FORT RUCKER, Ala. (February 27, 2019) - Soldiers depend on leaders to have the knowledge, skills and ability to lead and instruct classes that deal with all forms of safety. When it comes to weapons safety, we have to be the subject matter experts. Attentive leadership and an effective weapon safety program are pivotal components to reducing accidents.

In my opinion, the accidental discharge of a weapon does not exist. A firearm is only as safe as the person handling it. For a weapon to fire, one must load rounds into it and, at some point, pull the trigger. An accidental discharge is the result of poor weapons handling, inattention to detail and lack of training and discipline. It's important that Soldiers do not take weapon safety lightly. And it's just as important that leaders lead by example and enforce the standards.

Soldiers should know and understand the characteristics of the weapon (privately owned or assigned) they're using. Unless you're a licensed gunsmith or if it's within your military duties to perform direct support maintenance, do not modify or try to change the configuration of a weapon. Doing so could result in major malfunctions and possibly render your weapon useless. When handling any weapon, make sure you know its safety features and capabilities. It's a good idea to read the owner's manual or sign up for a safety class.

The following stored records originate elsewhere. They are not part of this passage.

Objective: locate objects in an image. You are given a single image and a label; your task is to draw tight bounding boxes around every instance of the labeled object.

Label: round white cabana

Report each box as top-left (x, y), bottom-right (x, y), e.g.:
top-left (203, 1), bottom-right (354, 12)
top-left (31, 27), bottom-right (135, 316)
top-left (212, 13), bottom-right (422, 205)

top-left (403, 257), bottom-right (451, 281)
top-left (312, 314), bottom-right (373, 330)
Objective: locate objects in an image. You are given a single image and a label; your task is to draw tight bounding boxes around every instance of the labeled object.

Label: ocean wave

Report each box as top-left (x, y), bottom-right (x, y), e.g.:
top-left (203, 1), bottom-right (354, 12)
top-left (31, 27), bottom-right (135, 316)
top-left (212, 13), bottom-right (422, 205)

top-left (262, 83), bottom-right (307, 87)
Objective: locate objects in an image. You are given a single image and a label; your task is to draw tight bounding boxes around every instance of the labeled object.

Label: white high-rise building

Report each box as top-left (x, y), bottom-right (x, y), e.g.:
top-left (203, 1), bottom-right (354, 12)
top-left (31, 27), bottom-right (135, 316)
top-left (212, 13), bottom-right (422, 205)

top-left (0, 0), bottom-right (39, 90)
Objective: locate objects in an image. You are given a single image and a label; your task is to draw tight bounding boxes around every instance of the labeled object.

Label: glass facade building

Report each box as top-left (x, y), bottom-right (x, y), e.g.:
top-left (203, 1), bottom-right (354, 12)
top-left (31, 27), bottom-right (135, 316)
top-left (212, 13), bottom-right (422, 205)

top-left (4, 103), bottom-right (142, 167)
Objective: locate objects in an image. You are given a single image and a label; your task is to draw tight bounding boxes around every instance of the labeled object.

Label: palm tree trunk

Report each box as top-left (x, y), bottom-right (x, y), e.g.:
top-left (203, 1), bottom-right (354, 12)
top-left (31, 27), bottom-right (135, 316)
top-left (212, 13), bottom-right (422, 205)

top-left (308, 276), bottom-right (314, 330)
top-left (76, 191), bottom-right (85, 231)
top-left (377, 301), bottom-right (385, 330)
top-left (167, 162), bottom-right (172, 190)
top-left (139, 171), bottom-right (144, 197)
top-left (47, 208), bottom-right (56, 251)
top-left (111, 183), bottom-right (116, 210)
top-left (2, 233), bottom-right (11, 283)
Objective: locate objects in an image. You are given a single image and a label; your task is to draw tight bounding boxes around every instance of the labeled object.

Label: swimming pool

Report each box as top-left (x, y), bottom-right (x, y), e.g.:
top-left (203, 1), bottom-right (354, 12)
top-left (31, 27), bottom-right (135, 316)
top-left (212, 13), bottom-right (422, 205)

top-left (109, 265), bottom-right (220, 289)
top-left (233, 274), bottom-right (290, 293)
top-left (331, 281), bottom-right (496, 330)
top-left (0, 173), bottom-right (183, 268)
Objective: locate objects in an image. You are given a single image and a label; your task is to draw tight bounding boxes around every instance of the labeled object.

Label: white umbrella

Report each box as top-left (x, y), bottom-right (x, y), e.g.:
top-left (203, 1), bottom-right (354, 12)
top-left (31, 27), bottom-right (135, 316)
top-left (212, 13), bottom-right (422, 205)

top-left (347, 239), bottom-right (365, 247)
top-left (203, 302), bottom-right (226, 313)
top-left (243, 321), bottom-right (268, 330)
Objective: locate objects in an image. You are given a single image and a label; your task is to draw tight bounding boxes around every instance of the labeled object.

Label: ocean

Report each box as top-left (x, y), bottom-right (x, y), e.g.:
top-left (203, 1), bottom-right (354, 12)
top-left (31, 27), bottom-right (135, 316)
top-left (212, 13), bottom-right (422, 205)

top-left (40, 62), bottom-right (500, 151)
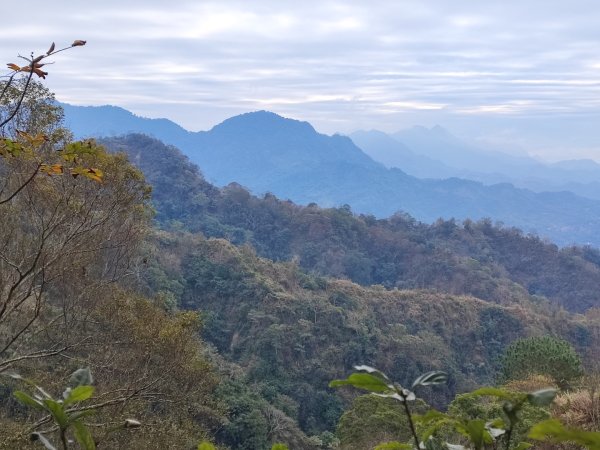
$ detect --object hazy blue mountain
[392,125,540,176]
[59,103,194,148]
[349,130,459,178]
[62,104,600,245]
[376,126,600,199]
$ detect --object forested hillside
[71,104,600,246]
[0,82,600,450]
[102,135,600,312]
[138,232,600,445]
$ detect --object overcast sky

Even though your firearm may have a safety device, don't assume it will always work. I've often heard the misconception, "It won't fire. The safety is on." Another phrase that makes me cringe is, "It's not loaded." How many "unloaded" firearms have resulted in the death or serious injury of someone? As a cardinal rule, don't load your weapon until you're ready to use it and always treat it as if it is loaded.

A good way for leaders to ensure Soldiers understand firearms safety is to have them explain their weapon's safety features, its loading and unloading procedures and how to perform immediate action on it should it malfunction. Once Soldiers understand and successfully execute these simple tasks, the likelihood of an accidental discharge will decrease.

When storing weapons, keep them in a lockable container, inaccessible to others. It's also a good idea to use a locking device on your weapon. For those residing on an installation, it's mandatory to register privately owned weapons with the provost marshal's office. Soldiers can keep weapons in their living quarters; however, if they live in the barracks, their weapons need to be stored in the arms room. Refer to Army Regulation 190-11, Chapter 4, for more guidance on storage.

So what are the chances of an accidental discharge occurring at home? What happens when a child finds a firearm? Parents have the responsibility to practice weapons safety at home. A good time to introduce weapons safety to children is when they show an interest in toy guns. Children watch television and may be inclined to know what a firearm would really do or how it works. Don't just tell your child guns are dangerous. This alone may excite their curiosity. Sadly, this exact situation happened a few months ago at my neighbor's house and resulted in the accidental death of a teenager.

Parents who take the time to teach, practice and demonstrate the functional use of a firearm will ensure the safety of their children to a greater extent than those who don't. Children need to know what to do if they find a firearm. Constantly reinforce that firearms are not toys and at no time should be treated as such.

A leader's (and parent's) role never stops when it comes to firearm safety. You don't ever want to be in the situation where you say to yourself, "If only I provided more training or talked to my Soldier or child about the use of firearms."